The next day, a few classmates and I visited Langa High. They weren’t expecting us so we didn’t stay long. During our time there we visited a math class, a geography class and a history class. As I observed the students in the classroom, I felt a wave of sadness. They looked very tired and not full of life like I expected. The teachers explained that most of the students travel far from out of town to come to school and are usually always late. They also said that they don’t give homework because it would be an insult to the students. Most of the students come from broken homes and have to worry about even having a meal when they go home.

Learning that broke my heart and was a harsh reminder of how cruel, cold and strong white supremacy is. Barely any money is being put towards resources for many black schools in Capetown, and after hearing my fellow classmates’ account of their visits to the white schools, all I could do is shake my head. So many children of color are suffering in South Africa, America and other places due to social and racial hierarchies. The sad truth is that it will take a long time, if at all, for blackness to not correlate with a lack of resources.

Lastly, my visit to Robben Island was indescribable. I felt an array of emotions listening to our tour guide’s account of his experience on Robben Island as a prisoner for 10 years. Robben Island initially was a place for the societal outcasts, such as Lepers or those with mental illnesses. When it became a prison, it was for the non-white criminals and political criminals. Of course, this place is most famous for having held Nelson Mandela. I was lucky to be able to step inside the cell that Mandela lived in. This is a privilege I never imagined I would have.

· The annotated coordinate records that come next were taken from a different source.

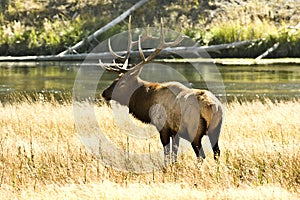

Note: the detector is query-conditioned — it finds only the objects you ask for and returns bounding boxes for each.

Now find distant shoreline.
[0,56,300,67]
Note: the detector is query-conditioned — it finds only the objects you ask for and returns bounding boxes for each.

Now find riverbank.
[0,55,300,66]
[0,100,300,199]
[0,0,300,58]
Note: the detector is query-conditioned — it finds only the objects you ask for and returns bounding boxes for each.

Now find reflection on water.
[0,62,300,102]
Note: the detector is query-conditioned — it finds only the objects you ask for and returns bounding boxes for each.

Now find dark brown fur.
[102,72,223,162]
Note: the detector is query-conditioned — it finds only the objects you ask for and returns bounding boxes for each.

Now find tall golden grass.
[0,100,300,199]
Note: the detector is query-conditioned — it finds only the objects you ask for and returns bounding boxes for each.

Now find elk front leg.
[192,119,206,159]
[172,134,179,162]
[160,128,171,166]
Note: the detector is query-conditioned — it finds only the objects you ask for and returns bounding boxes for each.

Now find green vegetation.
[0,0,300,57]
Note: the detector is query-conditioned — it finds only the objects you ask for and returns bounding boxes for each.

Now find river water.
[0,62,300,102]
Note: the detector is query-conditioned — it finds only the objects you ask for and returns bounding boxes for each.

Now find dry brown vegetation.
[0,100,300,199]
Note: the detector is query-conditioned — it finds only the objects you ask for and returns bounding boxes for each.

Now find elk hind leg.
[172,134,179,162]
[192,119,206,159]
[208,118,222,160]
[160,128,171,166]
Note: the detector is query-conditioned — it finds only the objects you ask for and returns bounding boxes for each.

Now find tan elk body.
[100,18,223,162]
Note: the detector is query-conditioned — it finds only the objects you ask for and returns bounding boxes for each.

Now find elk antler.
[99,16,184,73]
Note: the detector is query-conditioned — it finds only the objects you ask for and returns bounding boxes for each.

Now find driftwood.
[58,0,147,56]
[0,40,252,62]
[255,42,280,61]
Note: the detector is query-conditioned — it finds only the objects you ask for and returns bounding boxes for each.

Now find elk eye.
[120,81,125,87]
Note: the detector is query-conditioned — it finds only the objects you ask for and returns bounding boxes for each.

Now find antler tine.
[99,59,128,73]
[138,35,146,62]
[131,18,185,70]
[108,38,125,60]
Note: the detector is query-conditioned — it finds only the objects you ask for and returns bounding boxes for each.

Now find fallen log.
[0,40,253,62]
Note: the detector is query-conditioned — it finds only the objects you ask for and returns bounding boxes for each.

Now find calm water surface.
[0,62,300,102]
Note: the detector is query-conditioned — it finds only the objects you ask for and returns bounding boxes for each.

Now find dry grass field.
[0,100,300,199]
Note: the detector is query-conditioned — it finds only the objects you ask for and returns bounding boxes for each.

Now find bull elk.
[99,17,223,162]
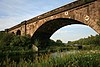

The highlight of that experience was our tour guide’s story of being tortured. He was shocked several times until he lost control of his bowels, and was then forced to eat his feces. His torturers would lift him in the air and slam him to the ground multiple times. His arm was broken from this. He never had visitors until one day he was told that his father was going to visit. Sadly, right before the visit he was told that his father was shot six times and sent back to his cell. The same men who tortured him were the ones who shot his father. My stomach was queasy listening to his story. I could not imagine how traumatic that was, and still is for him. However, I commend his strength. He is admirable, and inspiring.

Words can’t describe how emotional these excursions were. I’ve only been here about a month and my emotional limits are being challenged and pushed. I keep reminding myself that this trip is more than a fun experience out of the country. This trip is not your average study abroad to Europe. This is Multiculturalism and Human Rights in Post-Apartheid South Africa. My classmates and I are faced with difficult topics every day because we are living in a society not far removed from Apartheid. This country has a long way to go when it comes to issues of racial and gender equality. This study abroad experience is one that will change me in ways I cannot yet explain.